As for bright, warm, and pathetic language, to strike the imagination, or to affect the heart, to kindle the divine passions, or to melt the soul, none of the heathen orators can better furnish you than the moving expostulations of the ancient prophets, the tender and sprightly odes of holy David, or the affectionate part of the letters of St Paul, which even his enemies, in the church of Corinth, confessed to be powerful. The eastern writers, among whom we number the Jews, were particularly famous for lively oratory, bright images, and bold and animated figures of speech. Could I have heard Isaiah or Jeremiah pronouncing some of their sermons, or attended St Paul in some of his pathetic strains of preaching, I should never mourn a want of acquaintance with Tully or Demosthenes.
A preacher, whose mind is well stored and enriched with the divine sense and sentiments, the reasoning and language of Scripture (and especially if these are wrought in his heart by Christian experience) supposing his other talents are equal to those of his brethren, will always have a considerable advantage over them, in composing such discourses as shall be most popular and most useful in Christian assemblies; and he may better expect the presence and blessing of God, to make his word triumph over the souls of men, and will generally speak to their hearts with more power for their eternal salvation.

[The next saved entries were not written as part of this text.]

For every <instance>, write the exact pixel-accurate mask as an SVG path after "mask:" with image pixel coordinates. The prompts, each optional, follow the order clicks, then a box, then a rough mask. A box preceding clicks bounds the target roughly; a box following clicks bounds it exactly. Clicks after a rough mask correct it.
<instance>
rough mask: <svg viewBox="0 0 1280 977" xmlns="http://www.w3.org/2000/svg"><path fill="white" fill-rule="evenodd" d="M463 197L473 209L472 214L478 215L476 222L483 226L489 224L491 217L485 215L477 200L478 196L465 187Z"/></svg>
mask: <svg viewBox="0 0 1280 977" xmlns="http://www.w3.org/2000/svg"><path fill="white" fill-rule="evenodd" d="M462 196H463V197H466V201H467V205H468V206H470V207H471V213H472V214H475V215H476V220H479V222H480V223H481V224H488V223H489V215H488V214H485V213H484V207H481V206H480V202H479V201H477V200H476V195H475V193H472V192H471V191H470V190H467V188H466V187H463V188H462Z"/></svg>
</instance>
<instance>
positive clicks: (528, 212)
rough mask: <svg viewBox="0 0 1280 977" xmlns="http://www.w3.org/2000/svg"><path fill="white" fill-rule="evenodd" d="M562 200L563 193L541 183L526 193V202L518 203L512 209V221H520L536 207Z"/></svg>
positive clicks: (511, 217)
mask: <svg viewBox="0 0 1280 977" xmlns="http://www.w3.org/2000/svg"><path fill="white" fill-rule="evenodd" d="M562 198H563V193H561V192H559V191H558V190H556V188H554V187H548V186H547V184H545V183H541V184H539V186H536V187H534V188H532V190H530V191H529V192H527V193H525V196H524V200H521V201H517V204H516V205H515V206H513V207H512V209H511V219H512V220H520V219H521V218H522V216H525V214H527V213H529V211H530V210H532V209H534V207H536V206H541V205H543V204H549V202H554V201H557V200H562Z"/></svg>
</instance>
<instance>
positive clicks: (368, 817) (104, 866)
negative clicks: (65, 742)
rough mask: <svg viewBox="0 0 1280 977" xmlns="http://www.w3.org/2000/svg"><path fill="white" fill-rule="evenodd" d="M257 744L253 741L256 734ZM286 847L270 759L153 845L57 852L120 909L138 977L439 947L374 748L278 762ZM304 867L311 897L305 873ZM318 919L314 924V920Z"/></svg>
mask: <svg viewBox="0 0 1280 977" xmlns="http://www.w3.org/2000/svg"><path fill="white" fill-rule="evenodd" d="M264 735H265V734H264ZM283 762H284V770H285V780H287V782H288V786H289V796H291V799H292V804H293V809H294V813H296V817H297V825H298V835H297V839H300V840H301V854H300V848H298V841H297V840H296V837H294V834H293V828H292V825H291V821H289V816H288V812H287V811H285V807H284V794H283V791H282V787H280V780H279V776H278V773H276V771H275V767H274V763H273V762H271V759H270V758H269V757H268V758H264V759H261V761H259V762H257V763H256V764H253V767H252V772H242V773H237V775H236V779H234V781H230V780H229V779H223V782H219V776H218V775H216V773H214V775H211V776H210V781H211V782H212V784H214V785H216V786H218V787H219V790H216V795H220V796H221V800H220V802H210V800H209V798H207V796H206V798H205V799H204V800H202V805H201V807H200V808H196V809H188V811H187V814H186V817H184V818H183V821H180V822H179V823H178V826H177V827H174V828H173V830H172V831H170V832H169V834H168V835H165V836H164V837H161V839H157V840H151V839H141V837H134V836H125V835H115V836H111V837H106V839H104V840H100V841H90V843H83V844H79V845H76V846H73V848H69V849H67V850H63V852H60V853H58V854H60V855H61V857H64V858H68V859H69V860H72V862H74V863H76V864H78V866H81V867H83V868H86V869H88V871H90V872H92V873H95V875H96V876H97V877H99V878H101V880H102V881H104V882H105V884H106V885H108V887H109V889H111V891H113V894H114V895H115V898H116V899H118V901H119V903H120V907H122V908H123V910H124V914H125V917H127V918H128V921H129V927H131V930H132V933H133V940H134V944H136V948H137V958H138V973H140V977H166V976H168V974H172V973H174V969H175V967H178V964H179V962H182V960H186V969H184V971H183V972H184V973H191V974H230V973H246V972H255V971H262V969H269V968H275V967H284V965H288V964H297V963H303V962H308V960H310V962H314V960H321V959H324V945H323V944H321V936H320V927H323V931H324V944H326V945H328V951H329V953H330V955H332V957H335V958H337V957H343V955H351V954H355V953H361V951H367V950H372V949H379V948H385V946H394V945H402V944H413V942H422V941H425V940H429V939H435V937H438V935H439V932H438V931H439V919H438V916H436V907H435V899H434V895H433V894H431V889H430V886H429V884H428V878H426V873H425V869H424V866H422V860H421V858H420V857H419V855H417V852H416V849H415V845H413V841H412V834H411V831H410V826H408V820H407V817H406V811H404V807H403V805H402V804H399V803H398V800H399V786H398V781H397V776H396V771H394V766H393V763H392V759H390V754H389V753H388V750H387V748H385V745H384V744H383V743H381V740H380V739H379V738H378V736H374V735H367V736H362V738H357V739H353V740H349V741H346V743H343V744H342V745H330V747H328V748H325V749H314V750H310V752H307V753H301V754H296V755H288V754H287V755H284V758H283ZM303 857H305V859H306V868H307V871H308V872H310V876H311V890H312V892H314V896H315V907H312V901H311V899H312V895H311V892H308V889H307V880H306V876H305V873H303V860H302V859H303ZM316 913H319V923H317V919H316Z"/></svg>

Show me one sinner turned to God and holiness by the labours of a preacher who is generally entertaining the audience with a long and weighty chain of reasoning from the principles of nature, and teaching virtue in the language of heathen philosophy, and I think I may undertake to show you ten who have been convinced and converted, and have become holy persons and lively Christians, by an attendance upon a spiritual, affectionate, and experimental ministry: the whole assembly hang attentive upon the lips of a man who speaks to the heart as well as to the understanding, and who can enforce his exhortations from a manifold experience of the success of them.
They delight to hear the preacher whose plain and powerful address to the conscience, and whose frequent methods of reasoning in the pulpit, have been drawn from what they themselves have read in Scripture concerning God and man, sin and duty, our misery and divine mercy, death, resurrection, judgment, heaven and hell. They attend with holy reverence and affection on such a minister, whose frequent argument, both in points of doctrine and practice, is, Thus saith the Lord.